El periodismo es una profesión y publicar periódicos, un negocio legítimo. Periodistas y editores tienen que ganar dinero. Perfecto. Por otra parte, el proceso de adaptación a una edición digital no es sencillo y el camino ha sido complejo: diseñar y abrir la web, dicotomizar edición impresa y digital, decidir si la noticia es gratuita o el diario es gratuito, acotar el espacio propio y defenderlo contra, por ejemplo, los buscadores de internet para que no se apropien de los contenidos (y de la posible publicidad que arrastran), etc. Pero la cosa ha ido funcionando y El País reconoce que en 2019 los ingresos por publicidad de la edición digital superaron a los de la impresa. Enhorabuena.

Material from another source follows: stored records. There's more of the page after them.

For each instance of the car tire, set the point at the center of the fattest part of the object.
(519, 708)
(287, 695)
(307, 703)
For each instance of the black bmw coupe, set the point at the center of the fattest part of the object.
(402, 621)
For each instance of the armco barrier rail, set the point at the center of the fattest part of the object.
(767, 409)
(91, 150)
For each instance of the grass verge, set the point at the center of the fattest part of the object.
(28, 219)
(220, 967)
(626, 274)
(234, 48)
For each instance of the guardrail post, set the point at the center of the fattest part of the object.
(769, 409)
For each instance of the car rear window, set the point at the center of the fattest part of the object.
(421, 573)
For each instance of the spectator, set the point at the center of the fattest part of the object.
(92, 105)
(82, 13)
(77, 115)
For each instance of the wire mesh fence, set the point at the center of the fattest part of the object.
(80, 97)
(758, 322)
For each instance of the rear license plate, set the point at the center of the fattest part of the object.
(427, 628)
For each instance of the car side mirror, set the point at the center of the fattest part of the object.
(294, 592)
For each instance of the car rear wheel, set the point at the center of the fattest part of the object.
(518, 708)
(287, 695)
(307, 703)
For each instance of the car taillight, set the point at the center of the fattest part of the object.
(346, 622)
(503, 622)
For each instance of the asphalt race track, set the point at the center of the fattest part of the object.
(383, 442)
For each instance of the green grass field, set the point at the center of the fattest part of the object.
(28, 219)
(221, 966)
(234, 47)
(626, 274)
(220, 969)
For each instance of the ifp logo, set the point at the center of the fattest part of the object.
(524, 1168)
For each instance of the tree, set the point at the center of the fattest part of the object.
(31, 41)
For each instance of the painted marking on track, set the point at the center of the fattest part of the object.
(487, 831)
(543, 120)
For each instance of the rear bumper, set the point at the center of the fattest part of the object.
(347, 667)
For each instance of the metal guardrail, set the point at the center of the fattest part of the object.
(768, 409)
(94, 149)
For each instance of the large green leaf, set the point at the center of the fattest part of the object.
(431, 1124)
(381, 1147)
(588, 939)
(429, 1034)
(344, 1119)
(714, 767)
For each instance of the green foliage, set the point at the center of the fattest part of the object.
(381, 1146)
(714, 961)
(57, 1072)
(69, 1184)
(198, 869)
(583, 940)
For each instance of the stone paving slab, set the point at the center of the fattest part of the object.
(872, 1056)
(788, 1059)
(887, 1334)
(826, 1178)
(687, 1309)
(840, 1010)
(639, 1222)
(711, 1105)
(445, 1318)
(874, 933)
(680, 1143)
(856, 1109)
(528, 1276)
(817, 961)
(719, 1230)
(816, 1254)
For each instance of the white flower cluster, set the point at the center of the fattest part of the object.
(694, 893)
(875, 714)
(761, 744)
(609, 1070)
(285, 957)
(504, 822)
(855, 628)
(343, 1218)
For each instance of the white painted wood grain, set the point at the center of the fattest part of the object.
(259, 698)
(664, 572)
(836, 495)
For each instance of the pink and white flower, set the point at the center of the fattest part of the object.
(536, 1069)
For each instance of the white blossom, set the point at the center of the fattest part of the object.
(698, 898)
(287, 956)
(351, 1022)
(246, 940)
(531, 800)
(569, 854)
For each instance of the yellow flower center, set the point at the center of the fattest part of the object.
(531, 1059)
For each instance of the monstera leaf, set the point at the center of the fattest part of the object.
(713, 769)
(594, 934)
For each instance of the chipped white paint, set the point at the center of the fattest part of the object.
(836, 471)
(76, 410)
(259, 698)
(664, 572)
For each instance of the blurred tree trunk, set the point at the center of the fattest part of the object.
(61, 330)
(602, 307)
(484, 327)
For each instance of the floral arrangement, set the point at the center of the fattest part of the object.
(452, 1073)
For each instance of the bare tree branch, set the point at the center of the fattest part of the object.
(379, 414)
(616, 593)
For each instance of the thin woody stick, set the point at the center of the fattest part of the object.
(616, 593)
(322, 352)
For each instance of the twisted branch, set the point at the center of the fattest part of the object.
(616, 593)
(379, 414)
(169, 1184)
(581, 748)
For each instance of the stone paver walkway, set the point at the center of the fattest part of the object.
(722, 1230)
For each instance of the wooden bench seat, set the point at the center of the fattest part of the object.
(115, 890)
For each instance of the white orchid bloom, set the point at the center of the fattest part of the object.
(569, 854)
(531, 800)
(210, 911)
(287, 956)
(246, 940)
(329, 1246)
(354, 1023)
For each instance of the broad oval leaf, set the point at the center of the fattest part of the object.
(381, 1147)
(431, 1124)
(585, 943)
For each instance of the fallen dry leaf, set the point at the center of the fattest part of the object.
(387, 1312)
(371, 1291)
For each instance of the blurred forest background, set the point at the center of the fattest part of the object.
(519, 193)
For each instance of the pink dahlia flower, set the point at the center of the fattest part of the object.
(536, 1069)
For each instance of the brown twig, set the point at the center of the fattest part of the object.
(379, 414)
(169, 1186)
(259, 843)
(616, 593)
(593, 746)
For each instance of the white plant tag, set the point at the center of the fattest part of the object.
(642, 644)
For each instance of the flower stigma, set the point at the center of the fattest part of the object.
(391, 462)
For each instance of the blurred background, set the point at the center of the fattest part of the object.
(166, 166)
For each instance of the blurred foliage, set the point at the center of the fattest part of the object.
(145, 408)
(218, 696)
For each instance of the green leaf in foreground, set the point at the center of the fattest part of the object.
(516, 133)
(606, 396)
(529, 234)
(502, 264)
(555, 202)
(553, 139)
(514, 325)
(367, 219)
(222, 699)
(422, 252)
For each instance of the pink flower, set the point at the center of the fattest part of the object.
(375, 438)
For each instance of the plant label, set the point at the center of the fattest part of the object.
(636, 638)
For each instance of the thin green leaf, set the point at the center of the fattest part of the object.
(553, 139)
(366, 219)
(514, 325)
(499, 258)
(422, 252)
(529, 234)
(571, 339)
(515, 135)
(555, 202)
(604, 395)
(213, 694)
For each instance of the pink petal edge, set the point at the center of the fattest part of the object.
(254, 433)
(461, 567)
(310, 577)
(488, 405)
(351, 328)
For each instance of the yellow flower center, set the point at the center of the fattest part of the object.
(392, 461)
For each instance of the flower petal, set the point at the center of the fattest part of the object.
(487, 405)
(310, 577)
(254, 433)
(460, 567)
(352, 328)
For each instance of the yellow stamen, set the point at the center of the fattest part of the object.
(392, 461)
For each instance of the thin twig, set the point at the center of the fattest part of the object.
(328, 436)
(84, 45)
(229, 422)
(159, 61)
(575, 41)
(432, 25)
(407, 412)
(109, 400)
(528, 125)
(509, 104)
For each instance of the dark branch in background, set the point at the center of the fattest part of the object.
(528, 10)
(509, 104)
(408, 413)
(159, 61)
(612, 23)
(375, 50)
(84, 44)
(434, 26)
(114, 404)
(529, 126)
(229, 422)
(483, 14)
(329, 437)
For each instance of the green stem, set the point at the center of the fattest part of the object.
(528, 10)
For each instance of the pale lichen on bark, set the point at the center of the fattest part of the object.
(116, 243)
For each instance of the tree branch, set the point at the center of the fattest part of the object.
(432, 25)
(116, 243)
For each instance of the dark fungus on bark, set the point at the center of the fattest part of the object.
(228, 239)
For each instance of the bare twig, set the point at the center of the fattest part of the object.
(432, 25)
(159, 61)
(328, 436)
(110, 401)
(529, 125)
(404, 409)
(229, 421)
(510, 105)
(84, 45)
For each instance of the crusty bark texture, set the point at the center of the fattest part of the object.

Paralelamente, cada vez es más general el uso de Internet y de las redes sociales para la difusión de contenidos falsos, tendenciosos, provocadores, manipuladores. Sean del signo que sean, los emisores de este tipo de contenidos tienen en común el facilitar el acceso gratuito a ellos del mayor número posible de receptores. Mientras, la respuesta de los medios de comunicación social “serios” es cerrar sus ediciones digitales al acceso mediante subscripción. Nada que objetar. Es su negocio. Pero las ediciones digitales –todas- están plagadas de contenido publicitario que llega incluso a dificultar la lectura, especialmente si se accede con dispositivos portátiles como teléfonos o tabletas, o que impregna el contenido del diario, a veces de forma descarada bajo la forma de artículo. Por otra parte, las ediciones digitales parecen escritas por una legión de becarios o corregidas por otra legión de aprendices: los gazapos, las erratas y los “copy-empastre” están reñidos con la exquisita edición impresa, al menos de El País.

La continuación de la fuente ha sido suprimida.